Identifying uncertainty in physical–chemical property estimation with IFSQSAR

Trevor N. Brown,Alessandro Sangion,Jon A. Arnot
DOI: https://doi.org/10.1186/s13321-024-00853-w
2024-06-02
Journal of Cheminformatics
Abstract:This study describes the development and evaluation of six new models for predicting physical–chemical (PC) properties that are highly relevant for chemical hazard, exposure, and risk estimation: solubility (in water S W and octanol S O ), vapor pressure ( VP ), and the octanol–water ( K OW ), octanol–air ( K OA ), and air–water ( K AW ) partition ratios. The models are implemented in the Iterative Fragment Selection Quantitative Structure–Activity Relationship (IFSQSAR) python package, Version 1.1.0. These models are implemented as Poly-Parameter Linear Free Energy Relationship (PPLFER) equations which combine experimentally calibrated system parameters and solute descriptors predicted with QSPRs. Two other ancillary models have been developed and implemented, a QSPR for Molar Volume ( MV ) and a classifier for the physical state of chemicals at room temperature. The IFSQSAR methods for characterizing applicability domain (AD) and calculating uncertainty estimates expressed as 95% prediction intervals (PI) for predicted properties are described and tested on 9,000 measured partition ratios and 4,000 VP and S W values. The measured data are external to IFSQSAR training and validation datasets and are used to assess the predictivity of the models for "novel chemicals" in an unbiased manner. The 95% PI intervals calculated from validation datasets for partition ratios needed to be scaled by a factor of 1.25 to capture 95% of the external data. Predictions for VP and S W are more uncertain, primarily due to the challenges in differentiating their physical state (i.e., liquids or solids) at room temperature. The prediction accuracy of the models for log K OW , log K AW and log K OA of novel, data-poor chemicals is estimated to be in the range of 0.7 to 1.4 root mean squared error of prediction (RMSEP), with RMSEP in the range 1.7–1.8 for log VP and log S W .
chemistry, multidisciplinary,computer science, interdisciplinary applications, information systems
What problem does this paper attempt to address?
The paper attempts to address the issue of identifying and quantifying uncertainty in the prediction of physicochemical properties of chemical substances. Specifically, the study developed 6 new models to predict physicochemical (PC) properties crucial for chemical hazard, exposure, and risk assessment: water solubility (SW), octanol solubility (SO), vapor pressure (VP), and octanol-water (KOW), octanol-air (KOA), and air-water (KAW) partition coefficients.
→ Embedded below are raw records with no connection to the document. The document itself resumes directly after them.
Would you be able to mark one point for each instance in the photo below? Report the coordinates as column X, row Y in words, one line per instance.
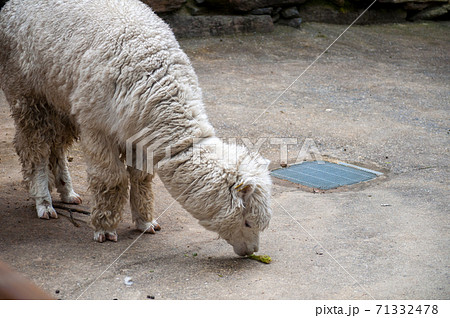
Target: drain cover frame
column 325, row 175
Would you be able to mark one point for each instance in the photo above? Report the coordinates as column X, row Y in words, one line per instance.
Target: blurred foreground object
column 14, row 286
These models are achieved by integrating experimentally calibrated system parameters and solute descriptors predicted using quantitative structure-activity relationships (QSPR). Additionally, the study developed 2 auxiliary models: one for predicting molar volume (MV) and another for classifying the physical state of chemicals at room temperature (liquid or solid). The focus of the research is on evaluating the models' predictive capabilities for "novel chemicals" using external datasets and testing the models' predictive power and their uncertainties in practical applications. The results indicate that for novel, data-poor chemicals, the prediction error range for octanol-water, air-water, and octanol-air partition coefficients is estimated to be between 0.7 and 1.4; whereas for vapor pressure and water solubility, the prediction error range is between 1.7 and 1.8. This suggests that there remains significant uncertainty in the prediction of certain physicochemical properties.